Braxton Schafer, a 14-year-old freshman at O’Gorman High School in Sioux Falls has locs that reach his shoulders. On Friday, the school administration told the family that Braxton’s hair has to follow the policy concerning length, which requires that boys’ hair length be above the collar.
However, according to the Argus Leader, Braxton’s mom says that her son has been in the Bishop O’Gorman Catholic Schools system for three years and the length of his hair has never been an issue before.
She says for Braxton, whom she and her husband Derrick adopted as a newborn, his locs are personal. “Strength, pride and part of him, a piece of him that we won’t understand, that most people in South Dakota don’t understand,” his mother, Toni Schafer, told the local CBS affiliate, Keloland News.
“We don’t necessarily agree with the rule. We think it’s culturally biased,” the teen’s dad Derrick Schafer said.
According to Kyle Groos, the president of Bishop O’Gorman Catholic Schools, school policy– not style or culture— determines how long students’ hair should be.
“Can students wear dreadlocks? Yes, they can,” Groos said. “We simply want the length of the hair to be at the collar or right above the collar. Right there is what we ask for.
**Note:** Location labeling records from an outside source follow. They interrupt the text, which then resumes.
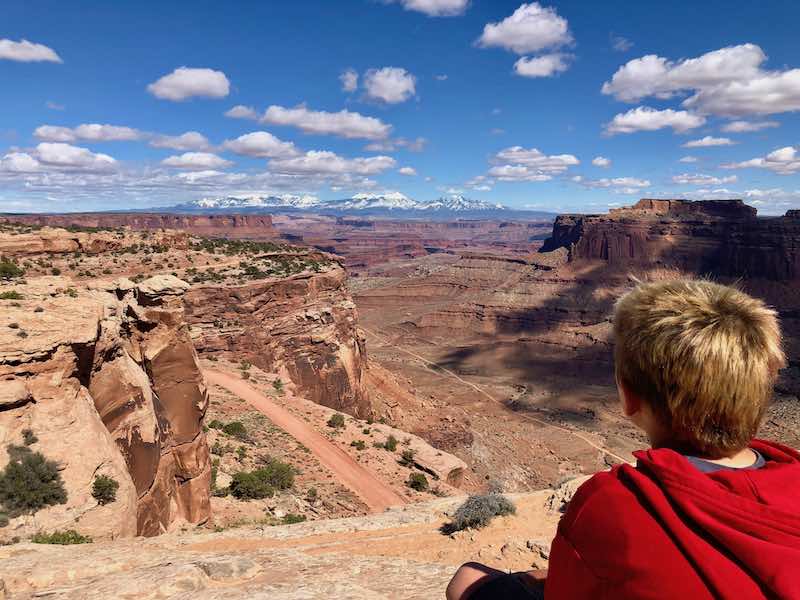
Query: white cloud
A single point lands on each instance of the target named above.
(748, 126)
(644, 118)
(697, 179)
(520, 164)
(530, 28)
(93, 132)
(240, 111)
(390, 84)
(601, 161)
(261, 144)
(729, 82)
(344, 123)
(542, 66)
(783, 161)
(185, 83)
(436, 8)
(25, 51)
(349, 79)
(620, 44)
(708, 141)
(191, 140)
(196, 160)
(322, 162)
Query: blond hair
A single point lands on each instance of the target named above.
(703, 356)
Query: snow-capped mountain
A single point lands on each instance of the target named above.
(394, 204)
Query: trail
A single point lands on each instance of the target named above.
(375, 493)
(483, 392)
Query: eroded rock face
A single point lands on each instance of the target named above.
(719, 237)
(305, 323)
(108, 381)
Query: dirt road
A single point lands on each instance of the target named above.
(375, 493)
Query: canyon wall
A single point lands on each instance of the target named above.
(212, 225)
(107, 382)
(719, 237)
(304, 323)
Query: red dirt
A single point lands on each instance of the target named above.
(366, 485)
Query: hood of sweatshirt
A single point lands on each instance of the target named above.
(740, 528)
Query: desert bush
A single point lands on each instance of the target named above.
(104, 489)
(417, 481)
(478, 511)
(70, 536)
(336, 421)
(235, 429)
(30, 482)
(407, 458)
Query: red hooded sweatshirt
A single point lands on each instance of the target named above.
(667, 530)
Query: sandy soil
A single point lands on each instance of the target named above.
(366, 485)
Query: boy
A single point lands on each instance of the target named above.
(708, 512)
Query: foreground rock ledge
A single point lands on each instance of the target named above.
(108, 381)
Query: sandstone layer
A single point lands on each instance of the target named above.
(107, 380)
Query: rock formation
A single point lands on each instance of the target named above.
(304, 323)
(108, 383)
(719, 237)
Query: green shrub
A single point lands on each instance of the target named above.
(30, 482)
(407, 458)
(336, 421)
(417, 481)
(235, 429)
(478, 511)
(292, 518)
(104, 489)
(70, 536)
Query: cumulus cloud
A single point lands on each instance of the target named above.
(601, 161)
(531, 28)
(323, 162)
(93, 132)
(435, 8)
(185, 82)
(697, 179)
(542, 66)
(729, 82)
(344, 123)
(25, 51)
(349, 79)
(520, 164)
(748, 126)
(240, 111)
(709, 141)
(196, 160)
(191, 140)
(391, 85)
(644, 118)
(261, 144)
(783, 161)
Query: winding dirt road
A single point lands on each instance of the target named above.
(375, 493)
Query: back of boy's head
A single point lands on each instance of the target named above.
(703, 356)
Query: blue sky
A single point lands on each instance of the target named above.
(556, 106)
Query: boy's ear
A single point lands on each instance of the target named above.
(631, 402)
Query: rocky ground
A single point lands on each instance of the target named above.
(400, 554)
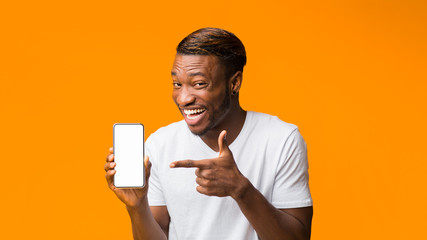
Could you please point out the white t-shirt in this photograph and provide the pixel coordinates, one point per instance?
(269, 152)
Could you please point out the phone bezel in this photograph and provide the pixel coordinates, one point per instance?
(143, 155)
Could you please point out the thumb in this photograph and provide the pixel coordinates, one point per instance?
(222, 143)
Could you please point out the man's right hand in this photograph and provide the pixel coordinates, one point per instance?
(132, 197)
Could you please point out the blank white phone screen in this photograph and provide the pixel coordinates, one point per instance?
(129, 155)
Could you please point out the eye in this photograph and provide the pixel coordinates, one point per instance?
(200, 84)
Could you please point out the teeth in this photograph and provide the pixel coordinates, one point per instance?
(194, 111)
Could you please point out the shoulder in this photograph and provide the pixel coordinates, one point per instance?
(275, 131)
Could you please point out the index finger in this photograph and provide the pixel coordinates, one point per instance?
(205, 163)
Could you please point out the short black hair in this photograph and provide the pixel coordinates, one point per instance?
(218, 42)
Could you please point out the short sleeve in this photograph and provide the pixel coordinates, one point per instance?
(155, 192)
(291, 188)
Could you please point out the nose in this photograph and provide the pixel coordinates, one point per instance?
(185, 97)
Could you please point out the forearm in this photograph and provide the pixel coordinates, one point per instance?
(144, 226)
(268, 221)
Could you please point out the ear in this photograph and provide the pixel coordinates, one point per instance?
(236, 82)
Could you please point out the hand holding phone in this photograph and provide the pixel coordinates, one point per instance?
(133, 196)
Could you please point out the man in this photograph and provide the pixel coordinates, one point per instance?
(222, 172)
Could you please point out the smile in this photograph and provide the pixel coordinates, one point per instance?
(194, 113)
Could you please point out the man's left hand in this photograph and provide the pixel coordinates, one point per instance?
(217, 176)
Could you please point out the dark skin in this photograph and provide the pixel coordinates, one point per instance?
(200, 82)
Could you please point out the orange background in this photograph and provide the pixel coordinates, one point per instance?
(350, 74)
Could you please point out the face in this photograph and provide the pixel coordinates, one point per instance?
(200, 91)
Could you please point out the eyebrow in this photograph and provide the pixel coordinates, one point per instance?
(191, 74)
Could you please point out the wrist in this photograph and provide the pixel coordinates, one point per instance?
(242, 190)
(137, 206)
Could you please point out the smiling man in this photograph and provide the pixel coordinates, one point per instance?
(222, 172)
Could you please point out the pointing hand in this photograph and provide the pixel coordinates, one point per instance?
(217, 176)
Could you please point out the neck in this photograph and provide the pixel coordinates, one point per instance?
(233, 122)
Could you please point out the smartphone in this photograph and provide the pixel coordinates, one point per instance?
(128, 145)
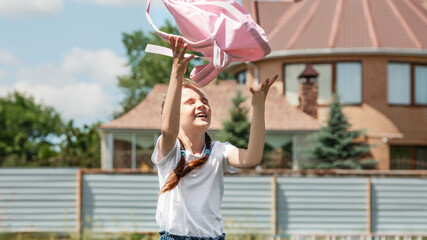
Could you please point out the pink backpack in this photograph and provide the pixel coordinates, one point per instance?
(222, 30)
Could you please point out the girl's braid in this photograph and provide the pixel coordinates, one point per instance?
(183, 168)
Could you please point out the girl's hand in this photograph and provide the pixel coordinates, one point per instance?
(179, 61)
(259, 95)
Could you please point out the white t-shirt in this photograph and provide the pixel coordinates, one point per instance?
(193, 207)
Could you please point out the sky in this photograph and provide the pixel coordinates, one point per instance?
(67, 53)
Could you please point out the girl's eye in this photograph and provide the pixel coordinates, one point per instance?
(190, 101)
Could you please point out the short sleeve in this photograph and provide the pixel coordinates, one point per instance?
(227, 147)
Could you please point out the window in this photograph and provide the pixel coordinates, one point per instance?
(241, 77)
(420, 84)
(349, 82)
(407, 84)
(399, 83)
(408, 157)
(348, 79)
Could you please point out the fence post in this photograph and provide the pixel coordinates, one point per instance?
(369, 205)
(79, 202)
(274, 204)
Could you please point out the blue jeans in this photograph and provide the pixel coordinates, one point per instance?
(169, 236)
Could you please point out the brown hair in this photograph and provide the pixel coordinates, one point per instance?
(183, 168)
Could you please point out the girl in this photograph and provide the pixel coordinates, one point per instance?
(190, 166)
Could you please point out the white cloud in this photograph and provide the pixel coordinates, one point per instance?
(45, 74)
(8, 58)
(102, 65)
(76, 101)
(123, 3)
(3, 74)
(79, 87)
(22, 9)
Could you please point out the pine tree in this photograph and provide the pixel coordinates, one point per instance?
(334, 146)
(236, 129)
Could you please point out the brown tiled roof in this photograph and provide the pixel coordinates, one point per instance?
(280, 116)
(314, 24)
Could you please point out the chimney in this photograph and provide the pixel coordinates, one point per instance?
(308, 90)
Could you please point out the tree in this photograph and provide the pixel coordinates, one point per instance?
(28, 131)
(335, 147)
(236, 129)
(81, 147)
(147, 70)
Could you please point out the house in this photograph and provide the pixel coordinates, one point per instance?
(127, 141)
(373, 53)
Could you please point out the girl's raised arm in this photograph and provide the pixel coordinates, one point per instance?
(242, 158)
(172, 106)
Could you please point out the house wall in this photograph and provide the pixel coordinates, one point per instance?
(385, 124)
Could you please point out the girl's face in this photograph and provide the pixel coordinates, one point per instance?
(195, 109)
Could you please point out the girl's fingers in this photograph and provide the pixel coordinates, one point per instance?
(190, 57)
(272, 81)
(252, 90)
(172, 44)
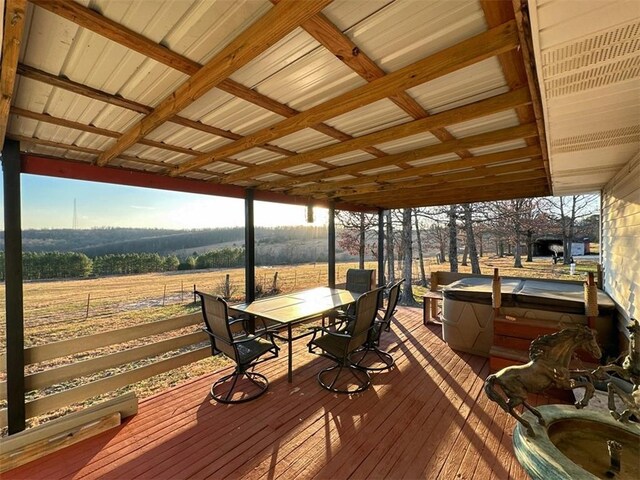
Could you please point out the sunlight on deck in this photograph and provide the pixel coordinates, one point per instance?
(426, 418)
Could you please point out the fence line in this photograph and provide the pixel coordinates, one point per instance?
(89, 305)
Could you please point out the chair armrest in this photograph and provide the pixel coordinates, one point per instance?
(329, 332)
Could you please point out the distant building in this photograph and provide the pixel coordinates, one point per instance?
(542, 245)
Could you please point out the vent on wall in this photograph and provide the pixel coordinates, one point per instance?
(607, 138)
(608, 57)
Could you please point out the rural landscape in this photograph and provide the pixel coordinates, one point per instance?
(83, 282)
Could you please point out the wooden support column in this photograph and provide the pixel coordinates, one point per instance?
(13, 286)
(381, 279)
(331, 256)
(249, 247)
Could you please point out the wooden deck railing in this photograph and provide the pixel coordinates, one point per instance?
(65, 348)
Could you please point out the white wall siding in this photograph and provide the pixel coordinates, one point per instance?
(620, 241)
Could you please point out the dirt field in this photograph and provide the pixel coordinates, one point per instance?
(59, 310)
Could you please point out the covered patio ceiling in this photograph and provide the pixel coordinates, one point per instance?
(379, 104)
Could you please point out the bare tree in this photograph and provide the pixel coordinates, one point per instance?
(453, 239)
(390, 244)
(511, 218)
(567, 211)
(437, 234)
(423, 277)
(406, 296)
(471, 241)
(354, 232)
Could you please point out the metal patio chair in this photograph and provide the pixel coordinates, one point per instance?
(245, 350)
(371, 348)
(339, 345)
(358, 280)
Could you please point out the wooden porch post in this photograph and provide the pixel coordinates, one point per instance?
(249, 248)
(13, 286)
(381, 279)
(331, 257)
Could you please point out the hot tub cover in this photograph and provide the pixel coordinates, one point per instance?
(539, 294)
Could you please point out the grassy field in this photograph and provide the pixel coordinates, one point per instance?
(59, 310)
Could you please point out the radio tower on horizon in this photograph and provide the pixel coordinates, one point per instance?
(75, 216)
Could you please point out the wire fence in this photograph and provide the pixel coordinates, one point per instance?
(50, 302)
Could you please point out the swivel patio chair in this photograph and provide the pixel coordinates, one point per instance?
(245, 350)
(371, 349)
(339, 345)
(359, 281)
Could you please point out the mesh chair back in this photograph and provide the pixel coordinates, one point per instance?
(366, 310)
(359, 280)
(216, 320)
(392, 302)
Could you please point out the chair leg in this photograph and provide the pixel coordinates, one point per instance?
(384, 360)
(256, 382)
(362, 378)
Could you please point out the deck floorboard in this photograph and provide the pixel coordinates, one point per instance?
(425, 418)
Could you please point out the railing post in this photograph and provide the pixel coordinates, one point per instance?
(331, 251)
(249, 247)
(381, 279)
(13, 287)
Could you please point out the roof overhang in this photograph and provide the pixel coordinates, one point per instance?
(368, 105)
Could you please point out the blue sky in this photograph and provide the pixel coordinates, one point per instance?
(48, 203)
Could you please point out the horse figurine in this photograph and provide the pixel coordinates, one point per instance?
(630, 371)
(548, 367)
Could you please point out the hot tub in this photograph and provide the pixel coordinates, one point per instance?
(467, 322)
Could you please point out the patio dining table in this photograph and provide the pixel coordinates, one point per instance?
(296, 307)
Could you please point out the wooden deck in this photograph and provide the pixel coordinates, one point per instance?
(426, 418)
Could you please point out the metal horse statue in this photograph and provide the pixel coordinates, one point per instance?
(630, 371)
(548, 367)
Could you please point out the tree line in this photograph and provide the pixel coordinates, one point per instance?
(55, 265)
(504, 227)
(104, 241)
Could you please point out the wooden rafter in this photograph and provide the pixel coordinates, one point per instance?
(533, 179)
(334, 40)
(465, 53)
(476, 174)
(263, 33)
(474, 141)
(94, 151)
(115, 32)
(524, 33)
(452, 192)
(44, 117)
(14, 13)
(432, 169)
(471, 111)
(469, 195)
(93, 93)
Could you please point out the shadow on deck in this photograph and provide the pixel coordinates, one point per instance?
(426, 418)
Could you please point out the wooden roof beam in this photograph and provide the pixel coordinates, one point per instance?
(474, 141)
(14, 14)
(524, 33)
(459, 180)
(334, 40)
(257, 38)
(471, 111)
(45, 117)
(93, 93)
(453, 193)
(479, 173)
(115, 32)
(465, 53)
(64, 168)
(94, 151)
(473, 195)
(435, 168)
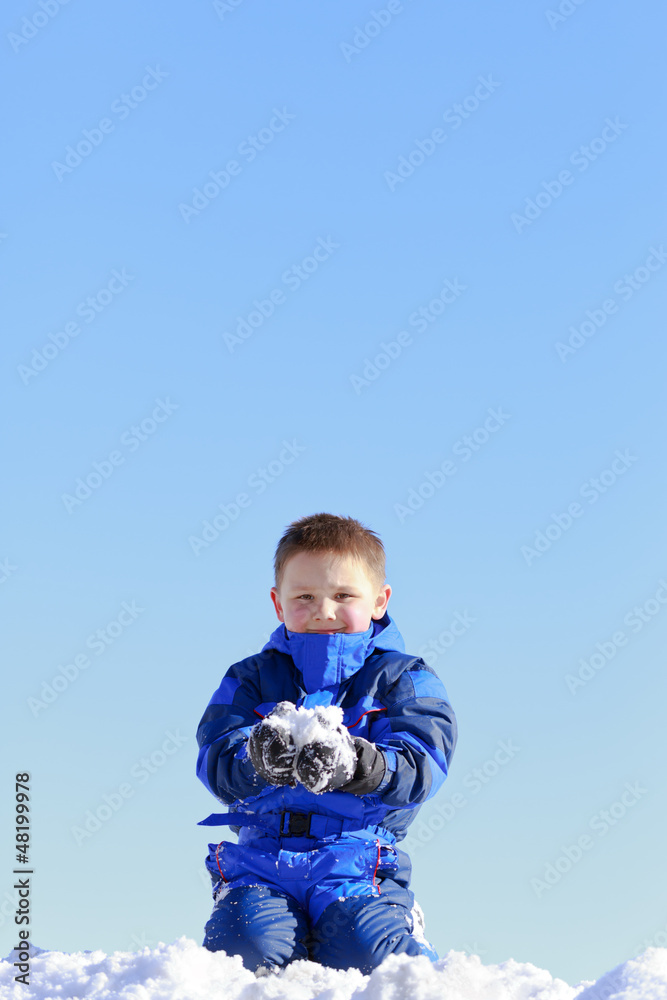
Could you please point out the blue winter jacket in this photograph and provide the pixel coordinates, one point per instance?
(390, 698)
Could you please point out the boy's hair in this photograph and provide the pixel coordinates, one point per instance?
(331, 533)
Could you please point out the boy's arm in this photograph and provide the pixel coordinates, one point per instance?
(223, 765)
(416, 735)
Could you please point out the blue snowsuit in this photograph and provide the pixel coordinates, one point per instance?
(318, 875)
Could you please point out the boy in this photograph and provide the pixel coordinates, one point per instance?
(316, 874)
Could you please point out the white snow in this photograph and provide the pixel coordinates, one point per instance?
(322, 724)
(186, 971)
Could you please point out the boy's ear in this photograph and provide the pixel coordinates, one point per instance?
(381, 601)
(277, 604)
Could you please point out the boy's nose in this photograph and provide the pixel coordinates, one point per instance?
(326, 609)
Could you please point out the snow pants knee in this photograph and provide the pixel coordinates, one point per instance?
(344, 904)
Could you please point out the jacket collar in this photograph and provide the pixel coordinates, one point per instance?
(326, 660)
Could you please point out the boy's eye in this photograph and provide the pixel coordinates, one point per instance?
(310, 595)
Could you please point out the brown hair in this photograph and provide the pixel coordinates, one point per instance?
(331, 533)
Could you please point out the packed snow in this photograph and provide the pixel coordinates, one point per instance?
(186, 971)
(321, 726)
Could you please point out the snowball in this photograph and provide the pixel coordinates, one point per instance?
(321, 725)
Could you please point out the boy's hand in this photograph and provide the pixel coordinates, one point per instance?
(271, 750)
(370, 770)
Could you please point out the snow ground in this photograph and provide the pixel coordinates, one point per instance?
(186, 971)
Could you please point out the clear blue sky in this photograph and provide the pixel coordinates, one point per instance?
(518, 157)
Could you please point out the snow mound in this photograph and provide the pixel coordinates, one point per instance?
(645, 977)
(322, 727)
(186, 971)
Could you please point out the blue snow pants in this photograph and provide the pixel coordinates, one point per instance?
(344, 902)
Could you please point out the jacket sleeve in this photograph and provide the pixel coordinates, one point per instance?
(222, 735)
(417, 735)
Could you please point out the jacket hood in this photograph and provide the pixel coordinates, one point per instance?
(326, 660)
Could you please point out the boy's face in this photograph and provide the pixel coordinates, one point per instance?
(324, 592)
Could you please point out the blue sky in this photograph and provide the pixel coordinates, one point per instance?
(417, 254)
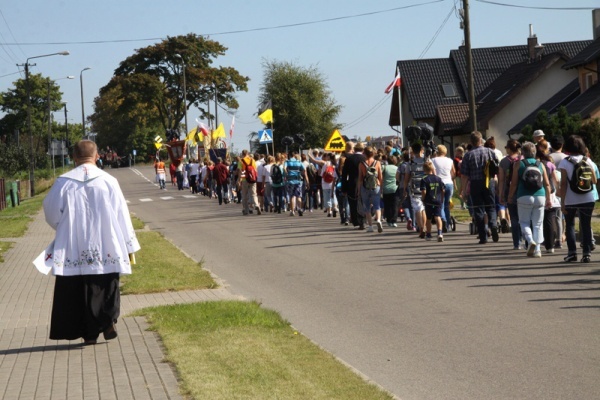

To be clean, neat and well-cared for.”
Chloe Goldade, the public information officer for the Bishop O’Gorman Catholic Schools system, said Braxton was among 20 male students asked to comply with the policy since Aug. 18.
When asked how many of those students were students of color, Goldade told the Argus Leader: “We don’t have an answer for that because we don’t keep track of which students are students of color when carrying out any parts of the uniform policy.” Goldade said that the policy applies to all students.
They discussed compromises with administrators, such as putting Braxton’s locs up in an updo so they wouldn’t touch his collar. Despite that, they claim administrators informed them they couldn’t do “man buns” anymore, which isn’t explicitly stated in the current dress code policy.
O’Gorman High School says it will allow Braxton to finish the semester. His parents say they will transfer their son out of the school after that.
“It’s incredibly stressful, and he feels kind of like an outsider anyways, because when you’re one of very few (Black students), and I think he might be the only one there with locs, he’s devastated, basically,” his mother said. “He wanted to stay because he likes his friends.”